Jeff Chen, Chief Data Scientist at the Commerce Department, encouraged agencies to consider these questions before settling on a specific tool:
- Who will be using the tool?
- What specific needs do they have?
- What are the implementation requirements for the tool, and can your agency support those requirements?
- What skills are required to use the tool?
For more on how to choose the right tools and techniques, we spoke with Robin Thottungal, Chief Data Scientist and Director of Analytics at the Environmental Protection Agency, and Dawn Brown, a Procurement Analyst at EPA. They shared these words of wisdom:
Focus on outcomes.
Thottungal and his team are less focused on buying specific tools from vendors than they are on developing a minimum viable product, or MVP. Think of it as the version of a new product that allows the team to identify kinks and get valuable feedback from customers.
The focus for EPA is on identifying the problems that need solving and then developing an MVP.
“From there, we start thinking about what appropriate tools and techniques [there are] to solve the problem,” Thottungal said. “We are not saying, ‘Let’s go and buy the tool from company X and try to fit that back to the entire enterprise needs.’”
At a disparate agency like EPA, one tool likely won’t be the right fit to fix the varying needs across the department. “You need to have a visualization tool, [and] you need to have a tool that is capable of doing compute” and tools for storing data, Thottungal said. “What we are trying to identify is: How can we enable our internal staff to be proficient in using some of these tools?”
When adopting open source technologies, keep hidden costs in mind.
“If we can identify an enterprise open source tool, we will go with that because we know that will reduce the cost of licensing,” Thottungal said, adding that EPA is using several open source tools as part of its big data ecosystem.
For agencies that are considering open source, Thottungal noted that although there may not be upfront costs, there are hidden costs to consider.
“The hidden cost is basically identifying the appropriate talent within the organization who can actually maintain the toolset,” he said. “The question is, how comfortable is your team maintaining that infrastructure and the whole ecosystem?”
In other words, keep in mind that it takes manpower and resources to maintain the open source tools after acquiring them.
Let the mission dictate the tools.
Predicting harmful algal blooms across the U.S. is serious business at EPA because of the damaging effects that can sicken or kill people and animals, create dead zones in the water and raise treatment costs for drinking water.
“We came to realize that this is a problem that requires a tremendous volume of data-crunching [and] a very powerful computing infrastructure,” Thottungal said. “We realized that this is an opportunity for my team to work with [others in the department] to identify an appropriate solution.”
The team needed the ability to store and use large-volume datasets, conduct high-performance computing and perform analysis on near real-time datasets that came from sensors deployed across various bodies of water. The sensors detect water temperature and nitrogen and phosphorus contents that wash into the water.
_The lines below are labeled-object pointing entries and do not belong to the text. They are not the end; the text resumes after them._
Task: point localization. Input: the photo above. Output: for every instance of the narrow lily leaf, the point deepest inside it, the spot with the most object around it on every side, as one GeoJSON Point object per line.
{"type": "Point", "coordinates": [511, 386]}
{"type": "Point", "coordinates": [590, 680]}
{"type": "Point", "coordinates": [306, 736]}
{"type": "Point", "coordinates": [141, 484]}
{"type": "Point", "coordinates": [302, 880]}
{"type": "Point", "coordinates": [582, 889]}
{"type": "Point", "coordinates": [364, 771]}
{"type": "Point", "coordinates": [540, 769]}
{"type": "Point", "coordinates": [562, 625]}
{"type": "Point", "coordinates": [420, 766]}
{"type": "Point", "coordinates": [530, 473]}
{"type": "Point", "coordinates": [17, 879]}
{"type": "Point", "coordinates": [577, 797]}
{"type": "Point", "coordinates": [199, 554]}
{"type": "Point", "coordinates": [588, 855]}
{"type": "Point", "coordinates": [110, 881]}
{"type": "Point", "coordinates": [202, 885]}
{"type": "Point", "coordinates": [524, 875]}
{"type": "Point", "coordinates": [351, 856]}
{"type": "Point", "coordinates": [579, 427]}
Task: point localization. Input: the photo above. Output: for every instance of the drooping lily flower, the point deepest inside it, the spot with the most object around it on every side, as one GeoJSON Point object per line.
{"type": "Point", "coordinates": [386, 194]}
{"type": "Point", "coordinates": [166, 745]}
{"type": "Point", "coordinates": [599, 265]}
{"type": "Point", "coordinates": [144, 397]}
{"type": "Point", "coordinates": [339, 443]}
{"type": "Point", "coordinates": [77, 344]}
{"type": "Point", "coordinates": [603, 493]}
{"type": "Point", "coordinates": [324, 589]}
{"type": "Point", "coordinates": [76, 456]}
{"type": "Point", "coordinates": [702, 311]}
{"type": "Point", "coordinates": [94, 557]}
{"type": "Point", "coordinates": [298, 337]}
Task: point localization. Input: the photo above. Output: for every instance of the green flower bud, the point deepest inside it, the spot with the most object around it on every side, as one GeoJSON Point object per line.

These requirements dictated what tools EPA used.
Another undertaking at EPA involved the development of spending visualization tools to better track operational costs and contracting data. Initially, the data was presented in spreadsheets, which evolved to static images, Brown said. The end result is an interactive dashboard. “We did this in phases over the course of two years,” she said.
When it comes to identifying projects that are ripe for analytics, the agency relies on a community of practice that includes about 200 people. At a minimum, they meet biweekly to discuss analytics work and opportunities across the department, and suggestions for analytics projects come from all levels of the agency.